Les sirenes du desir PDF

Diffusé sur ARTE le 20 mars au soir, ce film de Jean-Paul Lilienfeld est les sirenes du desir PDF en salle le 25 mars, malheureusement distribué dans peu de cinémas en France. Il a déjà suscité de nombreux commentaires et prises de position. Je livre ici une analyse de ce film que je juge très important. On trouvera, au dessous, des analyses convergentes ou contradictoires de Christophe Chartreux et Ostiane Mathon.


D’autres analyses peuvent les compléter si vous souhaitez me les faire parvenir. La journée de la jupe est un film qu’il fallait faire. C’est une évidence qui s’impose quand on sort de la séance. Il pose de vraies questions et récuse toute interprétation manichéenne.

Certes, la réalisation manque un peu de moyens et d’originalité. Mais, après tout, le caractère de téléfilm, voire de série policière en prime time, n’a pas que des inconvénients : il donne aux événements décrits ici une sorte de banalité formelle qui souligne, par contraste, l’intérêt et la force du propos. Pourtant, dans ce cadre conventionnel, quelque chose nous explose à la figure qui touche à l’essentiel. Sonia Bergerac, professeur de français, exaspérée par le comportement de ses élèves, prend sa classe en otage.
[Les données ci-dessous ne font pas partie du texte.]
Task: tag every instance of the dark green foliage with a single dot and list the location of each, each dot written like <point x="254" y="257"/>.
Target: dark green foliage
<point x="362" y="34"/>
Autour d’elle, le principal, ses collègues, la police, la ministre et les médias s’agitent. Leurs comportements sont stéréotypés au possible. Peu importe, il s’agit d’une fable et c’est la loi du genre : tout est poussé à la limite, jusqu’à la caricature. Ce qui, en effet, est au cœur du film, c’est la rage d’instruire de Sonia Bergerac face à ses élèves ainsi que les rapports que ces derniers entretiennent avec elle et entre eux. Je veux dire tout de suite que je comprends cette rage et que je crois même l’avoir vécue.
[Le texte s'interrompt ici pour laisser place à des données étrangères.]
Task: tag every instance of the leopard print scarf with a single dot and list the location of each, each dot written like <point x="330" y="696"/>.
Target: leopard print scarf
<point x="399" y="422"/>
Il n’y a pas si longtemps, en effet, professeur de français en lycée professionnel, cherchant, comme Sonia Bergerac, à faire du théâtre avec mes élèves, je me souviens avoir essuyé des remarques, certes moins injurieuses et sexuées que celles du film, mais tout aussi pesantes et tout aussi capables de conduire un enseignant à l’exaspération. Rien de très nouveau, dans ce domaine, avec La journée de la jupe, pourrait-on penser. Quand la pédagogie échoue, le face-à-face se fait corps à corps et il y a toujours un mort au tapis. Un mort symbolique, la plupart du temps. L’humiliation ou la dépression dans le quotidien des collèges. La prise d’otages dans La journée de la jupe. Notre école, en effet, est devenue fragile parce que notre société est entrée dans le temps des incertitudes.

Il y a là une véritable brèche dans nos démocraties. Le problème devient d’autant plus difficile quand, comme c’est le cas, nous avons à nous faire pardonner nos fautes passées. On peut comprendre, dans ces conditions, que certains de nos contemporains croient pouvoir se réfugier dans des appels à une improbable restauration. Ils oublient que, selon la belle formule de Milan Kundera, « les nuages orangés du couchant éclairent toutes choses du charme de la nostalgie : même la guillotine. D’autres se réfugient dans la posture désormais la mieux portée chez les intellectuels : l’esthétique de la désespérance.

Le pédagogue, lui, ne se résigne pas. Il pense même, contre toute attente, que la situation actuelle pourrait bien être une chance et qu’elle porte en germe de quoi se remettre au travail, bien au-delà de l’école, dans la société tout entière, pour honorer notre « responsabilité à l’égard du futur » dont parle Hans Jonas. Anthropologique, en effet, est la question de la Loi : la Loi qui permet de sortir de la toute-puissance et de la jouissance immédiate et absolue. La Loi qui contraint à surseoir à la pulsion pour permettre l’émergence du désir.